"I'm glad I'm not twenty-five anymore," Christoph Waltz told me Monday morning before the New York premiere of Quentin Tarantino's latest. The Austrian actor is a bit more than twice that age and exudes a level of comfort and confidence that he says is rooted in his maturity and experience. We were talking about the attention he's received since this year's Cannes Film Festival, where the power of his performance in Tarantino's "Inglourious Basterds" received raves along the Croisette and beyond.
There's well-deserved excitement for Waltz, but whether a Cannes acting prize and the concurrent critical attention will lead to a steady stream of work, and even awards season acclaim, remains to be seen. He seems OK with that because he's been down this road before and seems comfortable relishing in the moment. Waltz first received attention after a big role in his twenties but the momentum "evaporated into thin air," he said. Along the way he learned a pragmatism that is letting him savor his current success with the right attitude.
Sitting for a casual chat downstairs at The Standard hotel in New York City where he was staying this week ahead of the "Basterds" release (and where the debut party took place hosted by NYC's Cinema Society that night), the fifty two year old expressed a quiet excitement.
"Sooner or later I will have to let go, but for me, I would like it to be later than sooner," he said softly, commenting on the afterglow of his performance and the attention he's been receiving of late.

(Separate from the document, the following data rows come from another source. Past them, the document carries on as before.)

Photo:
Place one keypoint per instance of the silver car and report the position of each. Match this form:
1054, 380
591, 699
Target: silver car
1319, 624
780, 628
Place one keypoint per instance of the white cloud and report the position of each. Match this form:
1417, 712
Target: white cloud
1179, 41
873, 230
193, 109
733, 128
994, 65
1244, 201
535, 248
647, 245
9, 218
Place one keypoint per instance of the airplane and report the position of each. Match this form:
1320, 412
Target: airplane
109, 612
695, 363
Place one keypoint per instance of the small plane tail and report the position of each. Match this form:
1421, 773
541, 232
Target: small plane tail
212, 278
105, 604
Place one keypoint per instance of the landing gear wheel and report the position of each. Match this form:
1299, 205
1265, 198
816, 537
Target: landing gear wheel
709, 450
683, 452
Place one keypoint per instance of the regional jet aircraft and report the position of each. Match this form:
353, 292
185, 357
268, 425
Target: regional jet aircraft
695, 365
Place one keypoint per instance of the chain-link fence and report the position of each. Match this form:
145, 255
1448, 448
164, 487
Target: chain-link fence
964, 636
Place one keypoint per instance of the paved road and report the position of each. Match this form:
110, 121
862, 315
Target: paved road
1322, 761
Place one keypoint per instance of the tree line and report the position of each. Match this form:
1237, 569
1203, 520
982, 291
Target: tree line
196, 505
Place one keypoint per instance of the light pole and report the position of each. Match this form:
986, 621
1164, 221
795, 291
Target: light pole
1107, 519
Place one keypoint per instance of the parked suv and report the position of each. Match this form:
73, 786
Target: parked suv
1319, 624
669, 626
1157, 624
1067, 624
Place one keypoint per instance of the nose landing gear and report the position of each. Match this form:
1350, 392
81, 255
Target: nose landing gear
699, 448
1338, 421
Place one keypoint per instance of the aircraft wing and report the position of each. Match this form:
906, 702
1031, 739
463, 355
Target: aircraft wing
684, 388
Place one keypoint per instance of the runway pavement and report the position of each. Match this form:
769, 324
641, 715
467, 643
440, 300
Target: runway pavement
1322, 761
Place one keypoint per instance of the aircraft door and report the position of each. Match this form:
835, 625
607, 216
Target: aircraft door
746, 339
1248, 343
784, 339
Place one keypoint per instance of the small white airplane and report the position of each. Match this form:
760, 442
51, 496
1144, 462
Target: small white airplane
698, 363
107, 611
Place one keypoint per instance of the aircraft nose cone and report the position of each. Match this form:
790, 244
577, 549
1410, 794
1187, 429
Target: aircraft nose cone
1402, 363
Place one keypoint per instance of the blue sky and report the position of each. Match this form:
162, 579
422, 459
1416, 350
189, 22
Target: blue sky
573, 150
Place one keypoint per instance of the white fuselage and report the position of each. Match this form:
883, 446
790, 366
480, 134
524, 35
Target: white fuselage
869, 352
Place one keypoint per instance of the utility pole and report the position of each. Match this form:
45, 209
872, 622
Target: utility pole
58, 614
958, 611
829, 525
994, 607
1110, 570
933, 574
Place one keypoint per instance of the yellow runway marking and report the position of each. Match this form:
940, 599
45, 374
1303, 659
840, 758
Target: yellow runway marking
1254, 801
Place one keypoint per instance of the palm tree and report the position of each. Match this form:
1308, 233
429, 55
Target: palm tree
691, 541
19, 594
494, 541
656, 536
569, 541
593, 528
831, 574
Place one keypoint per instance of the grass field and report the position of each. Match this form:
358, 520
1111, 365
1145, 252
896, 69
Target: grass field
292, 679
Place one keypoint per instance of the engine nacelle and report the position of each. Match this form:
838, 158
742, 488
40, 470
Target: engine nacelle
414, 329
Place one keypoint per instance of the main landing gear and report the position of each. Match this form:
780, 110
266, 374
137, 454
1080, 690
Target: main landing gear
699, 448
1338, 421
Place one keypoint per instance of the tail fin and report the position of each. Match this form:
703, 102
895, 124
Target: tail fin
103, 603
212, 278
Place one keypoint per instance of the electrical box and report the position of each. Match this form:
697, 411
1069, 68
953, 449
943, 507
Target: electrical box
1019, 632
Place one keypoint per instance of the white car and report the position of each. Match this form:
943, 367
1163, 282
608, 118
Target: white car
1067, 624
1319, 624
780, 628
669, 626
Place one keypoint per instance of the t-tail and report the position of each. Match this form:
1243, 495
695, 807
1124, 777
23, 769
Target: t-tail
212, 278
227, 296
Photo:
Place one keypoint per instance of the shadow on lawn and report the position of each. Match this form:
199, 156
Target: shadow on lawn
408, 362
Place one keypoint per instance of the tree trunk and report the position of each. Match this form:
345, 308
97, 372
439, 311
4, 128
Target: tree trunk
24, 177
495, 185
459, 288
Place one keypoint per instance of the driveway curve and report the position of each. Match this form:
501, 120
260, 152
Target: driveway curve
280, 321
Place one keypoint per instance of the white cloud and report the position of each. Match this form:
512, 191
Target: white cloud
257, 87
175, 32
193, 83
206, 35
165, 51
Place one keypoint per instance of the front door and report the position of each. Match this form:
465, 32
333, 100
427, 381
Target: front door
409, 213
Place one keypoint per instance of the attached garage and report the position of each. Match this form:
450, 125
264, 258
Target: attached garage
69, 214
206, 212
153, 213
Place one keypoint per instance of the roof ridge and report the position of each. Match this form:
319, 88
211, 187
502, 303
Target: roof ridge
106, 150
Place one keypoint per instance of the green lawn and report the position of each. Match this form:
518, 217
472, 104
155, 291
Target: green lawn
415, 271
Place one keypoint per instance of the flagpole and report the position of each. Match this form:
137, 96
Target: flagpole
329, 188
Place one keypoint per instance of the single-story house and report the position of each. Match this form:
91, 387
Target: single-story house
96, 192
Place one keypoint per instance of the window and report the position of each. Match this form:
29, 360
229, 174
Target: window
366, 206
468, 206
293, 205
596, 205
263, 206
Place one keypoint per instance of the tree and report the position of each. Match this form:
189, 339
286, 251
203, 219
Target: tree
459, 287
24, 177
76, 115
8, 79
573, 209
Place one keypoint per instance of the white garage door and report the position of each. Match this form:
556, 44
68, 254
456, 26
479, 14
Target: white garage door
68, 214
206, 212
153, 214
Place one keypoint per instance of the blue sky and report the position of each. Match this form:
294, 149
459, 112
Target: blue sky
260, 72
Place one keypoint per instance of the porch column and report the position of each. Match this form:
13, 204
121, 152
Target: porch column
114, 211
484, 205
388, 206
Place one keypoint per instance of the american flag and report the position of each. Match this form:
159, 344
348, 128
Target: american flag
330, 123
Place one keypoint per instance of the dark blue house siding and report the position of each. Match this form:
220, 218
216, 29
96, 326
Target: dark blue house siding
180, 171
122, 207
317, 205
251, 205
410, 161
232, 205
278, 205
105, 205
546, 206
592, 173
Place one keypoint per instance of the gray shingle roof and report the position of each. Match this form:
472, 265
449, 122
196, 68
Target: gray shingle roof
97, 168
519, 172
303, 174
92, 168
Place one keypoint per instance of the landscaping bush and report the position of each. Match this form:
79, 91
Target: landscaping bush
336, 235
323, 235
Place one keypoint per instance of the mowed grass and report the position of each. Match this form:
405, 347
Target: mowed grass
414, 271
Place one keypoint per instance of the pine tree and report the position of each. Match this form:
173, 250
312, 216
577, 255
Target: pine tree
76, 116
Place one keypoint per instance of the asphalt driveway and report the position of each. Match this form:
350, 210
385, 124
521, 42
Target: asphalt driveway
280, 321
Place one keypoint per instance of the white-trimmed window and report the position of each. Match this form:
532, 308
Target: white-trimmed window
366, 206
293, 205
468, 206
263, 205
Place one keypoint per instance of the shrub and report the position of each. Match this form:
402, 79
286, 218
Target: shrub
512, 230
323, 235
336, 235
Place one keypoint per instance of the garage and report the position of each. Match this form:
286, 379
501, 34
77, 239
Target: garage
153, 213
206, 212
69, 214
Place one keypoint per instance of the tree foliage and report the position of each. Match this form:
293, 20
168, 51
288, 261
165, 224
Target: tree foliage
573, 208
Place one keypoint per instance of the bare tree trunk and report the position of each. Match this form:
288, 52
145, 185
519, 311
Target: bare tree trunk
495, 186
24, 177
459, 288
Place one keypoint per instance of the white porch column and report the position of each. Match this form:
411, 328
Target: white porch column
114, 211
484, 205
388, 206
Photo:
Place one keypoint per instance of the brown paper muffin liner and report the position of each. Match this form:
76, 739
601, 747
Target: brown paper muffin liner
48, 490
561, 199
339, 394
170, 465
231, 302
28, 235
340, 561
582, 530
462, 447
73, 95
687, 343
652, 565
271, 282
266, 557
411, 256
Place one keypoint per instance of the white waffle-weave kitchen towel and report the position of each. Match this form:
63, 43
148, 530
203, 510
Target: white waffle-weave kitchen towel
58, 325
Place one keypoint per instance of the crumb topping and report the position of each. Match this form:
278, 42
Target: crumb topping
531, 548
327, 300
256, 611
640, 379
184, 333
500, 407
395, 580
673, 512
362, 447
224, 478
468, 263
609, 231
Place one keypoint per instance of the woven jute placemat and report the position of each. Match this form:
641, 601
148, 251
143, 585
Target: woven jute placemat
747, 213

Asked about his work on the film, Waltz continuously deflected attention to Tarantino and the "Basterds" screenplay that he says gave him the essential elements he needed to interpret the character. To focus on just one part of the film is "rather ridiculous," Waltz noted, saying that his performance grew from the personal relationship he developed with Tarantino.
Waltz studied Tarantino's previous films and then read the script over and over to build his performance. "He let me do," Waltz praised the filmmaker simply. "He inspires, he doesn't instruct. You end up wanting to do exactly what he needs." Beyond sharing some broad background and insights, there isn't much to say, we agree later. The work should speak for itself and it's up to an engaged viewer to bring a critical approach to the experience of watching a movie.
From the start of "Inglorious Basterds," Waltz makes quite a mark on the audience. He potrays an almost hypnotically devilish Hans Landa, a Nazi Colonel known as "The Jew Hunter." An intense early sequence crystalizes his talents when Landa roots out a Jewish family hiding out on a French farm, allowing one young woman (played by Melanie Laurent) to escape alive - and setting the stage for Tarantino's fantasy tale in which a renegade band of Nazi trackers join forces with the woman to topple Hitler's Third Reich.
Talking about the film back in Cannes, Quentin Tarantino said that he worried that he might not find the right actor to play this character, and had he not found Waltz he might not have made the movie. "I realized that I was writing a pretty impressive character pretty early on," Tarantino explained in Cannes, reiterating that finding the right actor was essential to the movie. "There was something very liberating about [being willing to walk away] from it rather than make a compromise."
Back here in New York this week, as we're chatting further about the idea of Waltz' current success being a bit more manageable thanks to his maturity, co-star Melanie Laurent suddenly appeared from the lobby. "It's all on the page" she joked more than once, teasing us about our serious conversation. They chatted a bit in French and then she popped outside laughing. "It's all on the page," she said again.
"I'm glad I'm not 25 anymore," Waltz reiterated as Laurent left us to take a seat out on the hotel's streetside patio bar. She laughed in the sun with friends as Waltz and I observed the young group from a large window near our quiet indoor table. He admitted to having a paternal fondness for the young actress, praising her level headedness and talent.
"So play," he advised young creative types like Laurent. "Do take it seriously, but don't take it for everything," Waltz added, paraphrasing, "As Brecht said, 'Make a plan and then make another plan.'"
As we start to wrap up our conversation, I wished him the best on his ride with "Inglourious Basterds."
"It is a ride," he agreed, pausing. "So far, it's not a rollercoaster."
We laughed a bit.
"I'm not a roller coaster rider... The uphill is more manageable, but once it goes down, gravity takes care of everything."